Mon Dec 27, 2010 8:13 pm
You know, it is possible to run just the oscillator module separately from the rest of the unit. I've had one running in my garage now for about the past year or so, hooked to two mid-grade stereo speakers in small cabinets. You can use a 24VDC power cube (2A - one I use is for an old Compaq computer docking station) to run the whole works and you get very good output. I modified the tones on mine to be in sync with a dual-tone Thunderbolt, also I lowered the cutoff frequency somewhat, which you wouldn't do with a normal unit. All adjustments I did can be made on the motherboard. To sync the tones with the Tbolt tone frequencies, I just used an external tone generator set for the proper max high tone frequencies from the manual and then zero-beat the output from the card accordingly. It'd be very easy to tie the whole thing into a RCA output with left channel/right channel to plug into any kind of sound system you want. Probably sorta similar to what Federal did with the EIWS setup to interface to a building PA system.
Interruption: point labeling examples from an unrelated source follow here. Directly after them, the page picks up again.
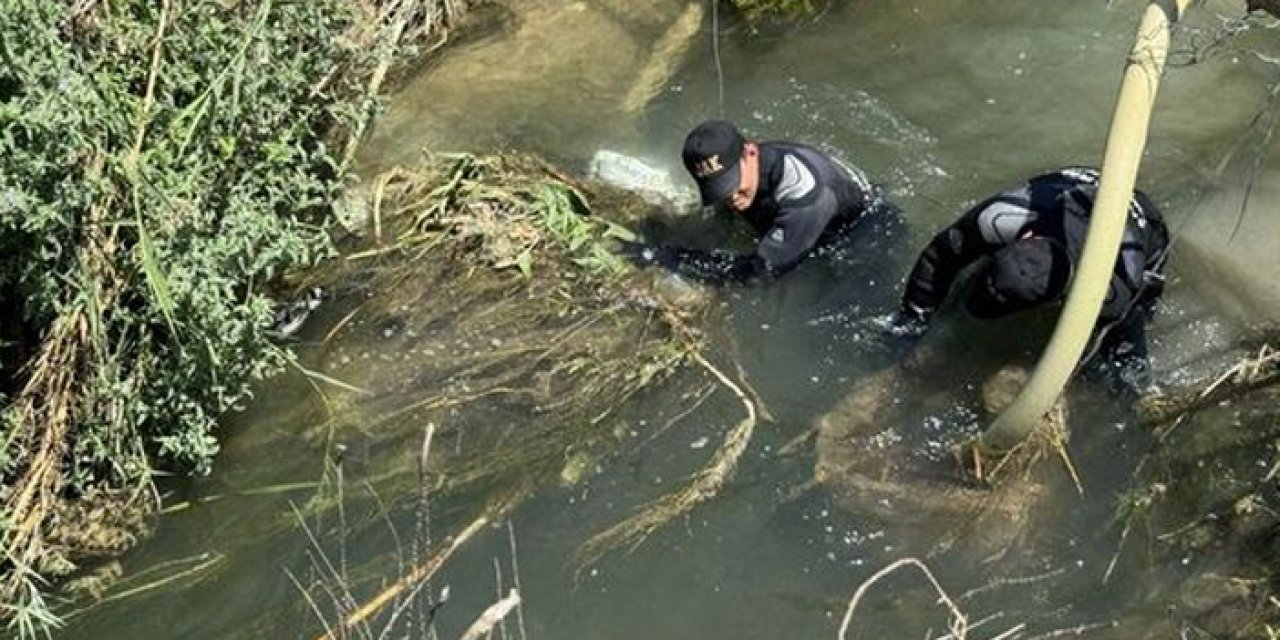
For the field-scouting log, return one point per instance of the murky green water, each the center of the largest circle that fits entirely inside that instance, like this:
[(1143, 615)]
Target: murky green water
[(938, 101)]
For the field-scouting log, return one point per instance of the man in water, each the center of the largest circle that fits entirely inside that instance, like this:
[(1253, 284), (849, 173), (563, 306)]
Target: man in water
[(795, 199), (1029, 241)]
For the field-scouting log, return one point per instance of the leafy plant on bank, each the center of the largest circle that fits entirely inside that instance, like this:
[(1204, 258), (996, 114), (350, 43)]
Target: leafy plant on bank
[(159, 164)]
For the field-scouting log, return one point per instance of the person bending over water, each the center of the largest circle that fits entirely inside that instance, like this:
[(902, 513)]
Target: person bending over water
[(1029, 240), (794, 197)]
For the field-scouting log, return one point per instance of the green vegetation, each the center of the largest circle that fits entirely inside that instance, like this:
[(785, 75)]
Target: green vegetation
[(758, 9), (160, 163)]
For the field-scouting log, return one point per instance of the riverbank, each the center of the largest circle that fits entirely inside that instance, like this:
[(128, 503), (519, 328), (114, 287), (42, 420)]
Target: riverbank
[(154, 182)]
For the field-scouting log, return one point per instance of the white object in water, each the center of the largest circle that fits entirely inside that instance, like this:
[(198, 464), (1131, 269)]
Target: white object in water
[(653, 184)]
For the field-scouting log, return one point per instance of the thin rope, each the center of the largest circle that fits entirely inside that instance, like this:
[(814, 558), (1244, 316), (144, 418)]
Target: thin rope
[(720, 68)]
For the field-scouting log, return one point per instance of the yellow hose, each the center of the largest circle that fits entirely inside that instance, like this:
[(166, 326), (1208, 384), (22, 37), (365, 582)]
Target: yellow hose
[(1120, 163)]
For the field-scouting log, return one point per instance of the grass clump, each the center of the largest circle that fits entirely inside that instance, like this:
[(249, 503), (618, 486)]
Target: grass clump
[(159, 164)]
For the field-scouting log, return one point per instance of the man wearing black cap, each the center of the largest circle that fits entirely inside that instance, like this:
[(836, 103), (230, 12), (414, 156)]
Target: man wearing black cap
[(794, 197), (1031, 238)]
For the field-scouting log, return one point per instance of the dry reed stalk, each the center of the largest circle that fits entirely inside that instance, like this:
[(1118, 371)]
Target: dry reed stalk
[(958, 624), (424, 572), (497, 612), (1247, 375)]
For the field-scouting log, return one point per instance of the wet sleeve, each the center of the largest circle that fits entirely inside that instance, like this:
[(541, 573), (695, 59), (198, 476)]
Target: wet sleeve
[(946, 255), (713, 266), (796, 229)]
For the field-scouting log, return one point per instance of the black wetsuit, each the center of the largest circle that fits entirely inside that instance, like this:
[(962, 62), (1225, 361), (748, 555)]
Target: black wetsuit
[(1056, 205), (803, 200)]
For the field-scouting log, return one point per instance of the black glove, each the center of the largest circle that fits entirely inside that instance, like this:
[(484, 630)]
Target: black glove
[(909, 321), (645, 255)]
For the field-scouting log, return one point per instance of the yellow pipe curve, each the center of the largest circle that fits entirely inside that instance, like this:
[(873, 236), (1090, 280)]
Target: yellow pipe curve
[(1120, 161)]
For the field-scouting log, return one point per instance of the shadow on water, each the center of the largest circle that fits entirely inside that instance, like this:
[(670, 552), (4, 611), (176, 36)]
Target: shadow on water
[(941, 103)]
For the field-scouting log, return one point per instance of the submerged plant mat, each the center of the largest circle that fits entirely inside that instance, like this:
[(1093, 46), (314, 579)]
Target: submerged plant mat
[(515, 329), (869, 472)]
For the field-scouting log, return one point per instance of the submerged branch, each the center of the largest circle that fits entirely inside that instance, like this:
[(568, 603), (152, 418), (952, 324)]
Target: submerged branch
[(705, 485)]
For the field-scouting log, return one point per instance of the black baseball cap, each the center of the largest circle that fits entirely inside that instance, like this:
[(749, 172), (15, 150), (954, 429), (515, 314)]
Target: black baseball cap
[(1019, 277), (713, 155)]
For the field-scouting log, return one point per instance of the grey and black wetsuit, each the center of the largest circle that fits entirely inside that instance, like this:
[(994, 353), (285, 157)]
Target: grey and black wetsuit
[(803, 200), (1057, 206)]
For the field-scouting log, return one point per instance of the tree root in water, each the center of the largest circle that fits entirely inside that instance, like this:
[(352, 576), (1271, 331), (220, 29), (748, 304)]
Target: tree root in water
[(705, 485)]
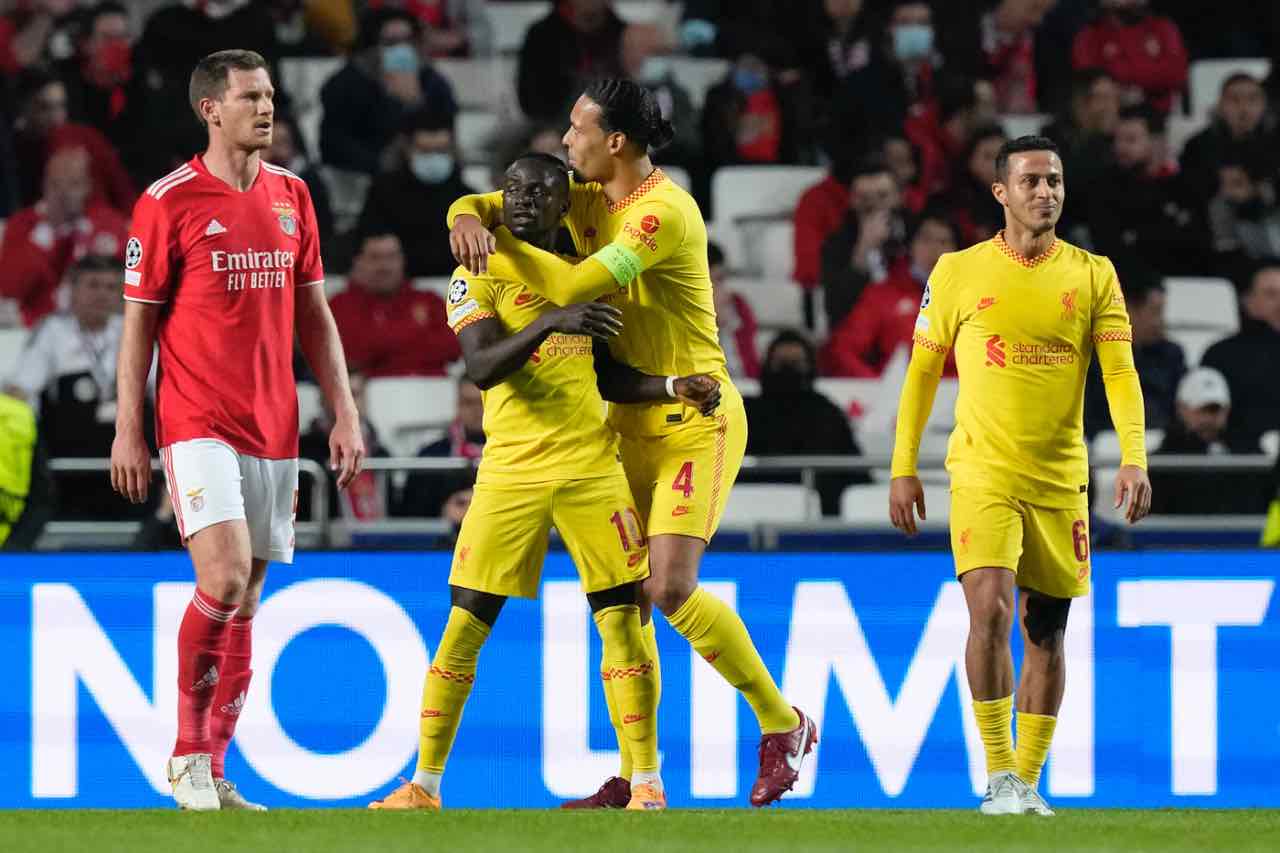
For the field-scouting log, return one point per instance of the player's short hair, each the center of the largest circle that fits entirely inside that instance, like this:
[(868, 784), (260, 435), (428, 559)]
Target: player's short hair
[(1022, 145), (1239, 77), (714, 254), (209, 78), (92, 264), (1153, 121), (629, 108)]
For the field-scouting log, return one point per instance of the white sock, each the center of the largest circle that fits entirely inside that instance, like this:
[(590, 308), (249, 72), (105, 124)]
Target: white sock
[(652, 778), (428, 781)]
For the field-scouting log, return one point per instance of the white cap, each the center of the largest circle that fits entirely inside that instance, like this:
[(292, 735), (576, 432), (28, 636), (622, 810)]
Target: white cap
[(1203, 387)]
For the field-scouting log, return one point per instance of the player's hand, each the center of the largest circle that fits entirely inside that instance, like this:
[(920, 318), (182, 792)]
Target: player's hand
[(346, 450), (905, 495), (699, 391), (597, 319), (131, 466), (471, 243), (1132, 484)]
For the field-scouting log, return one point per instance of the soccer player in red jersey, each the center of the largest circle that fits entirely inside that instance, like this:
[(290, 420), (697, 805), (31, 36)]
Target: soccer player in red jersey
[(220, 269)]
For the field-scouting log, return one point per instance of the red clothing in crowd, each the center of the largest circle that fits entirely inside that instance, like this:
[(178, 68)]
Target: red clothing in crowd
[(1148, 54), (821, 211), (882, 320), (36, 254), (112, 182), (402, 334)]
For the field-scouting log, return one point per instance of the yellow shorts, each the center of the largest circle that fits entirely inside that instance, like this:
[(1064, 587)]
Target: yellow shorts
[(681, 479), (503, 539), (1046, 548)]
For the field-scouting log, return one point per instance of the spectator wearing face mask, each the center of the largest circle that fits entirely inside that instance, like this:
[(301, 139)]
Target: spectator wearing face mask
[(412, 200), (385, 81), (1143, 53), (871, 238), (790, 418), (41, 242), (1198, 429), (1242, 132), (883, 319)]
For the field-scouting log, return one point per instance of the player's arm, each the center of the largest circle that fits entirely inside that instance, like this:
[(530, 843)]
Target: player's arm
[(620, 382), (935, 333), (318, 334), (1112, 345), (492, 355), (131, 457)]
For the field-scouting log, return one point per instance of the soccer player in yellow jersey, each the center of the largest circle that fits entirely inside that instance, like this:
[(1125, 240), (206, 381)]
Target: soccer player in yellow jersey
[(1024, 314), (549, 460), (647, 246)]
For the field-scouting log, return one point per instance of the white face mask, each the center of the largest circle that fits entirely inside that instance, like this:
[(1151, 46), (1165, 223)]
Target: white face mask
[(433, 167)]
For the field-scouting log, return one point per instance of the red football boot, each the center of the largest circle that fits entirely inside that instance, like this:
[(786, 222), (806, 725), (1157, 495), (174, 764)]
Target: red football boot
[(781, 756), (615, 793)]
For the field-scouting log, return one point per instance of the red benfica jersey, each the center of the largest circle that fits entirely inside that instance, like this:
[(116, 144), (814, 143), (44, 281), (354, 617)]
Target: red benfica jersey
[(224, 264)]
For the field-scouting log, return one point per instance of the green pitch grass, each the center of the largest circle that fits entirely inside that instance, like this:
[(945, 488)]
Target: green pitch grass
[(703, 830)]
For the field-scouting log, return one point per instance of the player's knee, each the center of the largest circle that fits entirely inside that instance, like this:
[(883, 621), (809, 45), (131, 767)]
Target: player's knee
[(668, 591), (1045, 621)]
Any of the plug-in modules work well out from the Selectone series horns for the 7th position. I've got the Westminster Chime module still in mine, but I've run slow whoop as well as a few others. Federal also has a recordable module they make (put your own tones on!) now as well as the 32-tone variety. I've thought about ordering one, and shipping them one of my navy WAV files out of the AN/SIA-114B system to burn into the module....
Lot of possibilities with the correct interfaces... my module came from an EBAY purchase of a controller cabinet about 2 years ago, stripped the rest of it to populate another unit that had some bad power modules.